At iteration $2$, we generate two new numbers: $x_{2,1}=f(x_{1,1})$ and $x_{2,2}=g(x_{1,1})$.
At iteration $3$, we generate four new numbers: $x_{3,1}=f(x_{2,1})$, $x_{3,2}=f(x_{2,2})$, $x_{3,3}=g(x_{2,1})$ and $x_{3,4}=g(x_{2,2})$.
And so on.
We define $p_n$ as the value closest to $\frac{1}{2}$, computed on $x_{n,1}, x_{n,2},\cdots, x_{n,d_n}$ with $d_n = 2^{n-1}$. In case of ties, pick the value that is $\geq \frac{1}{2}$.

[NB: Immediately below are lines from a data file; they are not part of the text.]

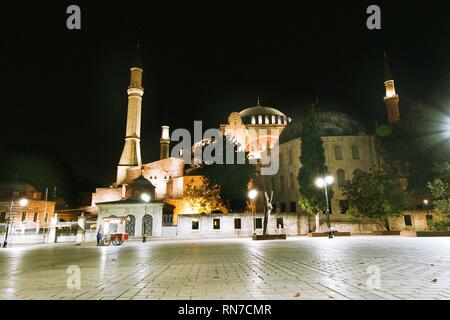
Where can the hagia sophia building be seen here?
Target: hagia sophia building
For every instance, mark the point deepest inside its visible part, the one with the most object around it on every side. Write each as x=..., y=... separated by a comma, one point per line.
x=348, y=147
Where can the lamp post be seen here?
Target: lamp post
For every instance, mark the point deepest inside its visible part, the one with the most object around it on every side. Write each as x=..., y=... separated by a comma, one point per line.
x=146, y=198
x=324, y=182
x=425, y=203
x=252, y=194
x=23, y=203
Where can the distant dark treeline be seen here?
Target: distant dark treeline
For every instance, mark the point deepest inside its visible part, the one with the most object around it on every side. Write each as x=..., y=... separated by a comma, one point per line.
x=43, y=167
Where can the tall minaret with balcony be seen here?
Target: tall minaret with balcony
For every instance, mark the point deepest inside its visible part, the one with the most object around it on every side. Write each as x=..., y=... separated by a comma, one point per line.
x=164, y=143
x=391, y=99
x=131, y=155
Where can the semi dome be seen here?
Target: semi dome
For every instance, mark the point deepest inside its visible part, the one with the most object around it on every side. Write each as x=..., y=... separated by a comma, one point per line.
x=260, y=115
x=331, y=123
x=260, y=110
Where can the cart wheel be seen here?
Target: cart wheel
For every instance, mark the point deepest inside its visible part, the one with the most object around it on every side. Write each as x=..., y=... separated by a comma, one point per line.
x=117, y=242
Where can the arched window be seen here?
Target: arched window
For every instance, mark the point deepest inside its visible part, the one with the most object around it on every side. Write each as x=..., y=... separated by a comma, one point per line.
x=341, y=178
x=355, y=153
x=338, y=153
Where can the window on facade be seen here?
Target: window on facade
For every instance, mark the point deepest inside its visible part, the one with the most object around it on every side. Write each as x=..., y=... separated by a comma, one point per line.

This way, with appropriate choices for $f$ and $g$, we are far more likely to make a correct conjecture: the fact that there is $N$ (possibly $N\leq 5$) such that regardless of $x$, at least one of the $p_n$'s with $1\leq n \leq N$, is always equal to $\frac{1}{2}$. Of course $p_n$ depends on $x$, but the deep result with potentially big implications, is that $N$ does not depend on $x$, or more precisely, that there is a finite upper bound $N$ that works for all $x$.
Note 2: As an illustration, consider this. Let $x=0.1001000100001...$. This is a non-normal irrational number with $p_1=0$. Yet $p_4 =\frac{1}{2}$ it seems (still a conjecture at this point). The same could apply to $x=\pi-3$ (believed to be normal): we might not be able to prove that $p_1=\frac{1}{2}$, but maybe we could be able to say this: at least one of $x_1=\pi -3$, $x_2=\frac{1}{\pi-2}$, $x_3=\frac{\pi-2}{\pi-1},\cdots, x_N$ has $p_k=\frac{1}{2}$ ($k\leq N$). This would be a huge breakthrough, even though we would not be able to explicitly name a single $k$ that works. We might not even know $N$, other than the fact that it is finite. At least, this is the final purpose of this research. We are still a very very long shot away from proving this!
6. Conclusions
While we focused exclusively on rational numbers, the end goal here is to try to prove the normality of classic mathematical constants such as $\pi, e,\log 2,\sqrt{2}$ and so on. In this post, I believe that I established a new path to achieve this goal. Future steps include:
- Getting a complete solution, with proof, for property #2 in section 5.
- Finding $f$ (or $f, g$ as described in the note in section 5) such
that we can identify a universal constant $N$ that works for all
rational $x$, or at least prove that such a finite constant exists.
This is the hardest part. The function $f(x) = \frac{1}{1+x}$ might just work. - Generalize this to irrational numbers: this should be easy, as irrationals can be arbitrarily approximated by rationals.
Then we might be able to issue the following theorem, with proof:
Theorem
For any real number $x$, one of the following numbers $x_n$, with $1\leq n \leq N$ (with $N$ not depending on $x$, and finite) has exactly 50% of its binary digits equal to one:
$$x_n =\frac{F_{n-2}x + F_{n-1}}{F_{n-1}x+F_n} \mbox{ if } n\geq 2, \mbox{ with } x_1=x.$$
Here $F_n$ is the $n$-th Fibonacci number ($F_0=1, F_1=1, F_2=1$ and so on.)
The proof will involve deep results about prime numbers.